About half of melanoma patients have mutations in BRAF genes, which can be addressed with drugs like Roche’s Zelboraf. But many patients eventually grow resistant to BRAF inhibitors, for reasons that researchers have struggled to determine.
A team of researchers at Mount Sinai School of Medicine in New York used the gene editing system CRISPR-Cas9 to discover a biological signature of drug resistance in melanoma—a biomarker that may provide a target for new treatments. It’s a gene called IGFBP2, which touches off an epigenetic process leading to resistance.
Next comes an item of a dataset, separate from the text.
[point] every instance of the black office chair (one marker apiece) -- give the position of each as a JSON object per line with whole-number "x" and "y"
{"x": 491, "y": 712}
They published their findings in the journal Nature Communications.
The team used CRISPR to screen BRAF-mutated melanoma cells, focusing in on “chromatin modifiers,” which are enzymes that are believed to modulate responses to targeted therapies, according to the paper. They discovered a mechanism that boosts expression levels of IGFBP2, a gene that’s associated with poor prognosis in melanoma patients. It involved SIRT6, a protein that’s key in DNA repair.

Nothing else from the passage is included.